Authors are opposed to generative AI. Not all content creators are satisfied with the fact that ChatGPT and other generative AI systems are trained on publicly accessible data, including books.
In an open letter signed by over 8,500 authors of fiction, nonfiction, and poetry, the tech companies behind large language models such as ChatGPT, Bard, and LLaMa are criticized for using their work without permission or compensation.
Microsoft introduces Bing Chat for enterprise use: Microsoft introduced Bing Chat Enterprise at its annual Inspire conference, a variant of its Bing Chat AI-powered chatbot with business-focused data privacy and governance controls. With Bing Chat Enterprise, chat data is not saved, Microsoft does not have access to a customer’s employee or business data, and customer data is not used to train the AI models.
Additional machine learning
Technically, this was also news, but it deserves to be mentioned in the research section. Fable Studios, which previously created CG and 3D short films for VR and other media, demonstrated a model of artificial intelligence called Showrunner, which (according to the company) can compose, direct, act in, and edit an entire television series—in their demonstration, South Park.
I am on the fence about this. On the one hand, I believe pursuing this at all, much less during a major Hollywood strike involving compensation and AI, is in poor taste. Although CEO Edward Saatchi believes the tool places power in the hands of creators, it is also arguable that the opposite is true. In any case, members of the industry did not particularly like it.
On the other hand, if someone on the creative side (which Saatchi is) does not explore and demonstrate these capabilities, then others with less reluctance to use them will explore and demonstrate them.

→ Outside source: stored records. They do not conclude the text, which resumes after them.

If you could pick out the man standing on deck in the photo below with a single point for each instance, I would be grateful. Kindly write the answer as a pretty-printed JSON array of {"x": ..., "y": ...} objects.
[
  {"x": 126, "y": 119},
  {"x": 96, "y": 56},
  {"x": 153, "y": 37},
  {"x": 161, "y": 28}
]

Even if the claims Fable makes are a bit exaggerated compared to what they actually demonstrated (which has significant limitations), it is comparable to the original DALL-E in that it sparked discussion and even fear despite not being a replacement for a real artist. AI will have a position in media production one way or another, but it should be approached with caution for a multitude of reasons.

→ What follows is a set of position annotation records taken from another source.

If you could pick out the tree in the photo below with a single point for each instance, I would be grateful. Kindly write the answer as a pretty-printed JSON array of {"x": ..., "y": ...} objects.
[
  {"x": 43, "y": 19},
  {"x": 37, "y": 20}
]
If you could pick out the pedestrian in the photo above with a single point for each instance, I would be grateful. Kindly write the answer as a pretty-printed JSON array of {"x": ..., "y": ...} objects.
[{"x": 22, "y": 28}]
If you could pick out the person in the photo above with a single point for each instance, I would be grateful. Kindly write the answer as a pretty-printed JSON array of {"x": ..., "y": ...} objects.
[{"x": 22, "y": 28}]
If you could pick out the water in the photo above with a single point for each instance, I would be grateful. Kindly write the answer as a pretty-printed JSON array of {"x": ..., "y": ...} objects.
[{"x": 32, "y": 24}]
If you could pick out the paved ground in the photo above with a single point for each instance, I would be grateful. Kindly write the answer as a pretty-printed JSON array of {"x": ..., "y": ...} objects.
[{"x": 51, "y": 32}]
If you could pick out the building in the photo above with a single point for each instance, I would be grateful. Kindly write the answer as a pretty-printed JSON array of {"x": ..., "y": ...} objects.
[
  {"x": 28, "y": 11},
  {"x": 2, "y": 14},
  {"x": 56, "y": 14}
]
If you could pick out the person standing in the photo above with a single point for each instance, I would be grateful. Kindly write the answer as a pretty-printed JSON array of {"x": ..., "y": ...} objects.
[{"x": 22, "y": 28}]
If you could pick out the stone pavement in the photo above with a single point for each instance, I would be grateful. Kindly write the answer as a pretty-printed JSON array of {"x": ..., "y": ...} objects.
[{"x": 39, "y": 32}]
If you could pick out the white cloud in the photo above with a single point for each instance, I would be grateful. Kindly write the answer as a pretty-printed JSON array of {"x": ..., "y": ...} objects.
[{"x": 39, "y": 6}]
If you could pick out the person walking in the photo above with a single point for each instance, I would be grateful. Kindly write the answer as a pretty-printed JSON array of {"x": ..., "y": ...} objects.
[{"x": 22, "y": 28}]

On the policy side, the National Defense Authorization Act recently passed with (as usual) a number of absurd policy amendments that have nothing to do with defense. However, one of them called for the government to host a gathering where businesses and researchers will try to spot artificial intelligence-generated content. This situation is clearly approaching “national crisis” proportions, so it’s probably for the best that this was slipped in there.
For presumably theme park purposes, Disney Research is always attempting to discover a way to bridge the digital and the real. In this instance, they have developed a method to transfer the virtual movements of a character or motion capture (such as a computer-generated dog in a film) onto an actual robot, regardless of the robot’s size or shape.

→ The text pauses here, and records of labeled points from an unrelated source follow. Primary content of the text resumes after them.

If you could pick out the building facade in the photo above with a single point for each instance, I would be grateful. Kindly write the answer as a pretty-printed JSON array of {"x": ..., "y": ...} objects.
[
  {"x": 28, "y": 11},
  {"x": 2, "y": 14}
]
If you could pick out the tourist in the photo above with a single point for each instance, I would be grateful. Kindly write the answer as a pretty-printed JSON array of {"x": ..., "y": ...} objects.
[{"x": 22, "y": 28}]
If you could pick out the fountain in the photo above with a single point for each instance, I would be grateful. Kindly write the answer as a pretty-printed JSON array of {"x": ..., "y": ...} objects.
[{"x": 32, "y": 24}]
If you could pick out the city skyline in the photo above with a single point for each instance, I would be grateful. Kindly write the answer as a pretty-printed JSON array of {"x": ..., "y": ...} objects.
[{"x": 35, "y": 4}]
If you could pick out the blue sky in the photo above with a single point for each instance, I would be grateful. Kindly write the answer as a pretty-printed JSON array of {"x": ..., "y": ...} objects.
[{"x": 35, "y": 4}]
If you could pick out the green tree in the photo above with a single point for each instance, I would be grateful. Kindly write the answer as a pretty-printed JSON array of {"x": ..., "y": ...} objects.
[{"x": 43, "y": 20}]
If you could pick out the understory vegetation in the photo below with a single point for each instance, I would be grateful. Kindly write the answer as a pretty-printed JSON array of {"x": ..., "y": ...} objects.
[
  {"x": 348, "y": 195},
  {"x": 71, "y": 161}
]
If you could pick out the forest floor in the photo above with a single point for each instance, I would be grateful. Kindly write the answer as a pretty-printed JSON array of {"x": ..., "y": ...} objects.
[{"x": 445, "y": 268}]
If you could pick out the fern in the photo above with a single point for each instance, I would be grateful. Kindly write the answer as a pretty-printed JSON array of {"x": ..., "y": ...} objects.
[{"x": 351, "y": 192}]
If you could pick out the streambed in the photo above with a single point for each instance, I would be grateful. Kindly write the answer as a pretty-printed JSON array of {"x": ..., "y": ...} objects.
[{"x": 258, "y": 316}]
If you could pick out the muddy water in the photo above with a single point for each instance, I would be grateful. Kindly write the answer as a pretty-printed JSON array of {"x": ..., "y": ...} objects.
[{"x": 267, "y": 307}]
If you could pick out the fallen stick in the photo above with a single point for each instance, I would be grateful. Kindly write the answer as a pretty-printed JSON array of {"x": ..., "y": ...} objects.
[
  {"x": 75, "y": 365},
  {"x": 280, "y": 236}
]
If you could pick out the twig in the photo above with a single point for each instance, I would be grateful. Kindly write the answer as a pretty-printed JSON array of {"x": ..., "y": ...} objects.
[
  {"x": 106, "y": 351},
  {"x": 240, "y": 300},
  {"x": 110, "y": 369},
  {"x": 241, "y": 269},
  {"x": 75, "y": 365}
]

It relies on two optimization systems, each of which informs the other of what is ideal and what is feasible, similar to ego and super-ego. This should make it much simpler to make robot canines behave like real dogs, but it can also be applied to other things.
And let’s hope that AI can help us steer the world away from sea-bottom mining for minerals, which is a terrible notion. A multi-institutional study utilized artificial intelligence’s ability to separate signals from noise to predict the locations of valuable minerals around the world. According to the abstract:
In this study, we acknowledge the inherent complexity and “messiness” of our planet’s interconnected geological, chemical, and biological systems by employing machine learning to characterize patterns embedded in the multidimensionality of mineral occurrences and associations.
In fact, the study predicted and confirmed the locations of uranium, lithium, and other valuable minerals. The system “will enhance our understanding of mineralization and mineralizing environments on Earth, across our solar system, and throughout deep time.” Awesome.